Leonardo had become famous in Milan, but he was also famous in his home city, Florence. There, in 1503 he was asked to paint a very large painting on a wall in one of the main public rooms of the Palazzo della Signoria. The Battle of Anghiari would show a great fight which the Florentines had won against Milan in 1440. It was an important point in Florentine history.

Leonardo finished a part of the drawing for the painting in 1505. It was taken to the Palazzo della Signoria and used to mark on the wall where the figures of the horses and men would be placed. Leonardo then began work on painting the picture on the wall. At the same time, Michelangelo Buonarroti was asked to paint another scene from Florentine history in the same room in the palace.
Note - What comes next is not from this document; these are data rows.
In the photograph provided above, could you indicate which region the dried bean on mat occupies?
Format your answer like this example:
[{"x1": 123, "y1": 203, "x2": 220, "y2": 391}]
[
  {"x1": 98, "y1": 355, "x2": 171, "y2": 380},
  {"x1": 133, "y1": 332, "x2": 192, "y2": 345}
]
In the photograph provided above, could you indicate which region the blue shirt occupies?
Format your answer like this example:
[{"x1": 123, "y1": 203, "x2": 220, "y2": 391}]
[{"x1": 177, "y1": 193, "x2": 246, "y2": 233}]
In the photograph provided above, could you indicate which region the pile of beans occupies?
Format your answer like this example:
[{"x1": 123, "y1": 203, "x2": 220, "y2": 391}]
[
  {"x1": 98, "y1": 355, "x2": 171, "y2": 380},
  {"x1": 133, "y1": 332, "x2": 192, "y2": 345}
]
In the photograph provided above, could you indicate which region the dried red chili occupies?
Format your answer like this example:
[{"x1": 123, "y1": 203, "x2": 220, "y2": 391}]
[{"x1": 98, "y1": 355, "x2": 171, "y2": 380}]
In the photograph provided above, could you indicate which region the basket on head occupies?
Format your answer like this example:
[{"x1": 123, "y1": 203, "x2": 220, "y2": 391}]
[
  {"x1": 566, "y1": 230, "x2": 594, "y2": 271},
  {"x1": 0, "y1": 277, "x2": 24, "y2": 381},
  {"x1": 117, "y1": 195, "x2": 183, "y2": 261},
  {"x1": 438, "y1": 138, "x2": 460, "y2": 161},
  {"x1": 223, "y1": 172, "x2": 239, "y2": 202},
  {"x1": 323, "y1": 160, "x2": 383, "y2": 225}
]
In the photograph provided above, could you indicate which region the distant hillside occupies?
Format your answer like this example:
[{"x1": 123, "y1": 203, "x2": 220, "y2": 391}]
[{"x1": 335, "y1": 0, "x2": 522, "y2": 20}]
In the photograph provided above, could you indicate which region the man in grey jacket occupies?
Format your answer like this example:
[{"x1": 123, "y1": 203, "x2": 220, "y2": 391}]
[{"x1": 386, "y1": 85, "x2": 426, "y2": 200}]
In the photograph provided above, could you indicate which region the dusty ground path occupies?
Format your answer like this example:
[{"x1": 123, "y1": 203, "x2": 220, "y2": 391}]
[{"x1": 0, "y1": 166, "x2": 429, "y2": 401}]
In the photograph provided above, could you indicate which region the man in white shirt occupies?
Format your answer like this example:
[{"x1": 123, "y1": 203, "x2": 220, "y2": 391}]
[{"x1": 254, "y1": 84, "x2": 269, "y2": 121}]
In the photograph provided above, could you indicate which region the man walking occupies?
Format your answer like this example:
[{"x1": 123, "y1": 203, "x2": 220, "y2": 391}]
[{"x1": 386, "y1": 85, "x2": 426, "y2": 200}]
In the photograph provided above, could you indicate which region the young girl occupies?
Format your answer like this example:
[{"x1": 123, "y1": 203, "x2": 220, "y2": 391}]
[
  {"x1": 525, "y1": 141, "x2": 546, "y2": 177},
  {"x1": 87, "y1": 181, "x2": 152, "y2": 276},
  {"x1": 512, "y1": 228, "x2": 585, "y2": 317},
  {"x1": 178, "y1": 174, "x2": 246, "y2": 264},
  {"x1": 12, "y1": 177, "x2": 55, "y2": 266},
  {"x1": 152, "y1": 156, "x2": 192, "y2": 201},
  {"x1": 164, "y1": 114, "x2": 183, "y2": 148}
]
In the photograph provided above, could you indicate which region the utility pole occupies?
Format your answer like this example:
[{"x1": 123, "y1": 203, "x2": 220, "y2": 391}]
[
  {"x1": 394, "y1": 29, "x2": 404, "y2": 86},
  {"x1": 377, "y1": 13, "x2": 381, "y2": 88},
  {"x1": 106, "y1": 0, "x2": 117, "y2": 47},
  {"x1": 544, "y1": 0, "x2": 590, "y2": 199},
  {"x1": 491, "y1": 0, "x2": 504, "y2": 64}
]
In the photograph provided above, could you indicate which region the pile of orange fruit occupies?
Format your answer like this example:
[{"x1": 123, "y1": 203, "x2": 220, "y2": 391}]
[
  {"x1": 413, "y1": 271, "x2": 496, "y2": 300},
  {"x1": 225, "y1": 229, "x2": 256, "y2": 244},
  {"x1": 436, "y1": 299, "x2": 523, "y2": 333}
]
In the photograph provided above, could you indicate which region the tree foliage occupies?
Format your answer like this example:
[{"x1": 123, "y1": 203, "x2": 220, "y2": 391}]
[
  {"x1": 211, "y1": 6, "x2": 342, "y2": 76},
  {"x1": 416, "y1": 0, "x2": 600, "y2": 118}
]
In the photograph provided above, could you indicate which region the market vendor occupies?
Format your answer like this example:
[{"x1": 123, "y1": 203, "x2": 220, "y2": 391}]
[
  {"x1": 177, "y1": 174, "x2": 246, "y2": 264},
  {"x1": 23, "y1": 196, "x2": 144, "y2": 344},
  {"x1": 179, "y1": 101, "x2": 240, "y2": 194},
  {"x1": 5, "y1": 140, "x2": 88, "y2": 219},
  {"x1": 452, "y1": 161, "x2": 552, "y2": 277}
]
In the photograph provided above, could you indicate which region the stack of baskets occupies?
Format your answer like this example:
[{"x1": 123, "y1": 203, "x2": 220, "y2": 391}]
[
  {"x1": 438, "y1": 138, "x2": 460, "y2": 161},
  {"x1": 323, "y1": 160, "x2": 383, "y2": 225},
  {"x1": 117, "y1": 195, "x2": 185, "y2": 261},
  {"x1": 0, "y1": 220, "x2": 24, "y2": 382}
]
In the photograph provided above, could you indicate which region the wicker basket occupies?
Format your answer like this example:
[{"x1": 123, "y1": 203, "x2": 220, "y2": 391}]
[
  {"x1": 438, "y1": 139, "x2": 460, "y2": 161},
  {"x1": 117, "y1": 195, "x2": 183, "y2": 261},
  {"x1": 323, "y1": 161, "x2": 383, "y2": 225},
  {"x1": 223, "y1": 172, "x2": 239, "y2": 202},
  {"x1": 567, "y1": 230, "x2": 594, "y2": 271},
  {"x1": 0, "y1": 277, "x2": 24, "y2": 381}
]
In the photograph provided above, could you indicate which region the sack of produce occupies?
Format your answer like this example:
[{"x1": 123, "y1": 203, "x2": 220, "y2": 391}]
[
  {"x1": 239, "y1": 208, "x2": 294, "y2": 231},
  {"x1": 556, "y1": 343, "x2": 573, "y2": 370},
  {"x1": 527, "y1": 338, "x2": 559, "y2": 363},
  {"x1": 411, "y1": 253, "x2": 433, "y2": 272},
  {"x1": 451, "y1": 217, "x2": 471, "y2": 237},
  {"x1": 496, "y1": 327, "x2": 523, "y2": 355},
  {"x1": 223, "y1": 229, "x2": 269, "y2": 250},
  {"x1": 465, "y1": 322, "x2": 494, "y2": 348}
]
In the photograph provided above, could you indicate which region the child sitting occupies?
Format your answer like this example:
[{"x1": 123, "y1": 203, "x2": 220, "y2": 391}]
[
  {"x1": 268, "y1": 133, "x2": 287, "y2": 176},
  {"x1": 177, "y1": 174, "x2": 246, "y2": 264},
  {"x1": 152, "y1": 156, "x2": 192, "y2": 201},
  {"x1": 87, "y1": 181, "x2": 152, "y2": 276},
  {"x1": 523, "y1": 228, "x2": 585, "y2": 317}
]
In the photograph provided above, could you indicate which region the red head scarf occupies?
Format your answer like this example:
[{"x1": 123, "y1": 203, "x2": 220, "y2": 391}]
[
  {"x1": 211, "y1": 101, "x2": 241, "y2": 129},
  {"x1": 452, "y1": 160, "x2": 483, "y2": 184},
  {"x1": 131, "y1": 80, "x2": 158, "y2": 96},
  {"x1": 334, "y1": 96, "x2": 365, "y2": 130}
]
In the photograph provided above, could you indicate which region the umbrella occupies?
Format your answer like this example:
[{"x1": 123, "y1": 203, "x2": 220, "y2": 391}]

Michelangelo was a younger Florentine sculptor and painter who was also much admired at this time. So the Florentine government had chosen two of its greatest living artists to celebrate its history with two important military and political wins against enemy states. Leonardo and Michelangelo probably did not work in the same room at the same time, but it was impossible not to see the work of the two artists as a competition.

You will perhaps not be surprised to know that Leonardo had not finished his painting when he left Florence in June 1506 to go back to Milan. Michelangelo had left Florence a year earlier to go to Rome to work for the Pope. He later returned to Florence for a short time, but he never did more than parts of his very large drawing. But although neither work was finished, other painters came to study and copy them. Michelangelo’s drawing was destroyed in 1516, but Leonardo’s painting could be seen until the 1550s.